From a dark corner of the room there came a faint rustle as of a paper being folded, and Arthur Avesham’s head looked over the corner of the Evening Standard, and back again, as quick as a lizard.
“But we must get to our whist,” continued the unconscious Colonel. “Whist and wine wait for no men. And, talking of wine, get me a glass of port, a glass of port, waiter, and bring it to the card-room, and don’t be all day about it.”
The Colonel was in rather an exalté mood that afternoon, and just as his bluff heartiness was a shade more pronounced than usual, so, too, were his immoderate remarks when his partner did not play his hand correctly.
“Bumble-puppy, the merest bumble-puppy,” he roared. “It’s a pure waste of time playing a game like this, and to call it whist is a profanation.
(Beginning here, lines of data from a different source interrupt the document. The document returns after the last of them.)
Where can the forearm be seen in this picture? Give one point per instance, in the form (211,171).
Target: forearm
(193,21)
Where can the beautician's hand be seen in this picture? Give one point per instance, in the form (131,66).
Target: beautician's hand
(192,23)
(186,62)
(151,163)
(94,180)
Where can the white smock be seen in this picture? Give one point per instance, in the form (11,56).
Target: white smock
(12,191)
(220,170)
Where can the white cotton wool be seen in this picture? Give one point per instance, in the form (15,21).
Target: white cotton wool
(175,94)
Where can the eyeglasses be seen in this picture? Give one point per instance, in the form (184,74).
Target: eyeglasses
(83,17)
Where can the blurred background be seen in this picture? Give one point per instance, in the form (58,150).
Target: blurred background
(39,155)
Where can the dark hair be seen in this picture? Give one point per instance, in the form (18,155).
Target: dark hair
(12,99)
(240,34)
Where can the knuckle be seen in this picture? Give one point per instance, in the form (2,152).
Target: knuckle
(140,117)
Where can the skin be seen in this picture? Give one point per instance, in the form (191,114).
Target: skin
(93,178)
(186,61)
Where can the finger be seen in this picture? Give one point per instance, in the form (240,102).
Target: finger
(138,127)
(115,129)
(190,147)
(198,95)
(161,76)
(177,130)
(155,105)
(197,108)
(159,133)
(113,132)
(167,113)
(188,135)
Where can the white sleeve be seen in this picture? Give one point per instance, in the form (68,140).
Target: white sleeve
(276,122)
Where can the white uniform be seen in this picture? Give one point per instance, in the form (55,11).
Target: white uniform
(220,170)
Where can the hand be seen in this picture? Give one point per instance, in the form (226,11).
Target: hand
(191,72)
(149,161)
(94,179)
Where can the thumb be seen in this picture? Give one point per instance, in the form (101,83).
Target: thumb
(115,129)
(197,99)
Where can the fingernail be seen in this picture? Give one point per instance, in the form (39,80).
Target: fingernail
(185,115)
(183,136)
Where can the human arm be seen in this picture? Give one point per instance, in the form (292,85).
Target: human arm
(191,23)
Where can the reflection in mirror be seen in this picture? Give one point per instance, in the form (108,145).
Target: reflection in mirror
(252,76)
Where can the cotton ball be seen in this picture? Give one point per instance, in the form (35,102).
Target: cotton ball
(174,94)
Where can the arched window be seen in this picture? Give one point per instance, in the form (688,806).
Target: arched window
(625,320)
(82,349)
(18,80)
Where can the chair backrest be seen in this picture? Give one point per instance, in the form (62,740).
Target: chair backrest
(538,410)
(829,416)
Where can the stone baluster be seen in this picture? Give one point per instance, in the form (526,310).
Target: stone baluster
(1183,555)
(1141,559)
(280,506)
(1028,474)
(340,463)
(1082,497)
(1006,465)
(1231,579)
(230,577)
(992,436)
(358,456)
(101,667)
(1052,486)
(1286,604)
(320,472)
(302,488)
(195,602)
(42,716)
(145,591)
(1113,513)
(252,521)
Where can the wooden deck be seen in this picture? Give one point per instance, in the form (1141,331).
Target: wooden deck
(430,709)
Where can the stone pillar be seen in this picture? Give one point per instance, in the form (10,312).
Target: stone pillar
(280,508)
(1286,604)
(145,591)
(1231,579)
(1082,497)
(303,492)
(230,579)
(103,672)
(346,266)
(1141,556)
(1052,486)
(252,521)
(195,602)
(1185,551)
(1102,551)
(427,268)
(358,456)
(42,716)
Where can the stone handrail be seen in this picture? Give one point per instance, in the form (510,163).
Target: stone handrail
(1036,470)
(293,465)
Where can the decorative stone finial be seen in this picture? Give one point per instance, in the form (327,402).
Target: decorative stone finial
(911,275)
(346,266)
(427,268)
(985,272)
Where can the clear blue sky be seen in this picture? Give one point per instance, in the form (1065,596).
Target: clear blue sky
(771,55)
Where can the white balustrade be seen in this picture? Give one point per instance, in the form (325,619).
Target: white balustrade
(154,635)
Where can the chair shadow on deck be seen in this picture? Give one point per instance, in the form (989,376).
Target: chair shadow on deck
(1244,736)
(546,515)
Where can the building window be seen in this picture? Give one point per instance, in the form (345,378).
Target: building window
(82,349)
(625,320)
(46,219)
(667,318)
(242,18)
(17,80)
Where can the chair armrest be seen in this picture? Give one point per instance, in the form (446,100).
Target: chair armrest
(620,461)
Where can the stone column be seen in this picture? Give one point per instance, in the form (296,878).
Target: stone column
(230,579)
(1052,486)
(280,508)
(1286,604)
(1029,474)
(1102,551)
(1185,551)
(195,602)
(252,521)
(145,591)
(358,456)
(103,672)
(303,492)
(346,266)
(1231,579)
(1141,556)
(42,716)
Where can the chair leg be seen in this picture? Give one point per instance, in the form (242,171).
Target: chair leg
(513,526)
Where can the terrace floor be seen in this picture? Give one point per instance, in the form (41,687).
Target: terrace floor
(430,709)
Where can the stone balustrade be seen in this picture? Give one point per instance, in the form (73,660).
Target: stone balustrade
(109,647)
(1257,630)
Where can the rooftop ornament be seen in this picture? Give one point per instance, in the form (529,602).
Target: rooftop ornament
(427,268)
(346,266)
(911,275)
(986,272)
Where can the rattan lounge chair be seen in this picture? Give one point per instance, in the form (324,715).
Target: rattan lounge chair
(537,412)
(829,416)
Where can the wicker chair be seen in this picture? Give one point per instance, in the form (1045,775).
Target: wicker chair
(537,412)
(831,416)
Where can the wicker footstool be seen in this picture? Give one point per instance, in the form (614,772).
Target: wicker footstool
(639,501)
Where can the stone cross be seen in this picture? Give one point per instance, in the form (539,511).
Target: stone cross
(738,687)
Ah, we got the odd, did we? I thought you had secured it. You ought to have. That puts us out. Well, well, as we are out I’ll say no more about it, but we ought never to have got out. It’s the principle of the thing for which I go.”
A few minutes later the door opened and Arthur entered. The Colonel was sorting his hand with angry snorts and growls and did not notice his entrance. Arthur took a seat near the table where the Colonel and his party were playing, and watched the game.